If your dog is not getting enough exercise or given a job to do, they will find their own task. Unfortunately, this will likely be in undesirable behaviors such as raiding the garbage or digging in the backyard.


Once Your Baby Grows Up

Just as you teach your dog to respect your baby, you want to teach your baby to respect your dog. Once your child begins to explore more, it is important to supervise all interactions between them and the dog. It will become crucial to teach your child not to bother the dog while eating or chewing a bone, no pulling tails, no following them into the crate, no riding them like a pony, etc. 

Honestly, these lessons on mutual respect cannot begin soon enough. I often see children who have provoked an otherwise peaceful dog, simply because they were unsupervised or had not been given proper instruction. If you can not supervise your baby and dog utilize gates to help give each of them space. Any dog (and any breed) can be pushed to a limit where they may feel threatened or overwhelmed and any dog is capable of biting. We need to make sure to teach both parties how to coexist with the other respectably.
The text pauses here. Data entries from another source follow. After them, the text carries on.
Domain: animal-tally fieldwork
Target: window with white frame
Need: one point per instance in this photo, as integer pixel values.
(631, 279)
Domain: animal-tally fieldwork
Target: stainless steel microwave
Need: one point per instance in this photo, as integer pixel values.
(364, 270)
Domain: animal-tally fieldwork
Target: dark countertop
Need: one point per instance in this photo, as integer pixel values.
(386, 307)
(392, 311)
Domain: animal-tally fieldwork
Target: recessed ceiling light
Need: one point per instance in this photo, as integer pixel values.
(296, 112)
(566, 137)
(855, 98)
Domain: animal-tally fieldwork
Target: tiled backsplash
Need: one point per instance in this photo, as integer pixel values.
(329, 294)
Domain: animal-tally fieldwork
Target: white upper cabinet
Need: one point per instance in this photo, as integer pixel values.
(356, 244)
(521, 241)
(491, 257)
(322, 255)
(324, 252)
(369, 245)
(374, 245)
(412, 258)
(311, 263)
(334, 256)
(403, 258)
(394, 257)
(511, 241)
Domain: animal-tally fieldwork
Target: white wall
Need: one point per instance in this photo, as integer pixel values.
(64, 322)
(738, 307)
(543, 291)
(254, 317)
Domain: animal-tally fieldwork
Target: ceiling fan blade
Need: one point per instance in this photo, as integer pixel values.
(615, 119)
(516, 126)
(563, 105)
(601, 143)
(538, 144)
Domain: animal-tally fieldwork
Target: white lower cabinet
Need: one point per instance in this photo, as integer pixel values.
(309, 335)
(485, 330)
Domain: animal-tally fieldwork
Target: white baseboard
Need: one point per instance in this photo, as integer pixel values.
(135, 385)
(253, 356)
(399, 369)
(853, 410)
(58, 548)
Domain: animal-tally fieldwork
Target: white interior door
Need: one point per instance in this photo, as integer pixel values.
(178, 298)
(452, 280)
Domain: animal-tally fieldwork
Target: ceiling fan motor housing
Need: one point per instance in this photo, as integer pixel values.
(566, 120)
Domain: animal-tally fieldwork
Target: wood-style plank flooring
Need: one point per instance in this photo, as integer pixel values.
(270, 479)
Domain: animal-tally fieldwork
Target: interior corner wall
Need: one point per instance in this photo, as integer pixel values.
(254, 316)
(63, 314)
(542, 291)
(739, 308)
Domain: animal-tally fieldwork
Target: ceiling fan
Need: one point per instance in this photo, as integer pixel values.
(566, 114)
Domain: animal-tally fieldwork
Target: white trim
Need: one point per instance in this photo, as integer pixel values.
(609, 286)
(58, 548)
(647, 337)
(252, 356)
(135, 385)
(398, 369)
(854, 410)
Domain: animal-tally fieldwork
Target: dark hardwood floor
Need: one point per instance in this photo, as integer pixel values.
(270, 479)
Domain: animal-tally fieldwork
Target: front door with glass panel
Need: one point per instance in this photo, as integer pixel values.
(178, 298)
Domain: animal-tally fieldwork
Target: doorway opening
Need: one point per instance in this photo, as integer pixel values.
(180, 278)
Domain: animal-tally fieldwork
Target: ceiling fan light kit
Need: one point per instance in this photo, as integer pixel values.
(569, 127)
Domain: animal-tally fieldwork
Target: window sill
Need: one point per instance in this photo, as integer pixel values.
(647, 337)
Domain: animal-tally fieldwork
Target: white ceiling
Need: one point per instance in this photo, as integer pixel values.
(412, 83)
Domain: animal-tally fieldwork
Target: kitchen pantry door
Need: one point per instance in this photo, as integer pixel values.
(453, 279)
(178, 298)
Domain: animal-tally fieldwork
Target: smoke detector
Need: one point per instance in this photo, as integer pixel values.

All of the responsibility can not be on the dog or the child.


Bottom Line

Any major life change requires an adjustment period — and this is no different. Allow time for your dog to learn the new normal, always provide the space they may need to decompress when needed and remember to utilize your training to make your new life less hectic.

Remember, each dog is unique, and the adjustment period may vary. Seeking guidance from a professional dog trainer or behaviorist experienced in working with families and dogs during this transition can be extremely beneficial.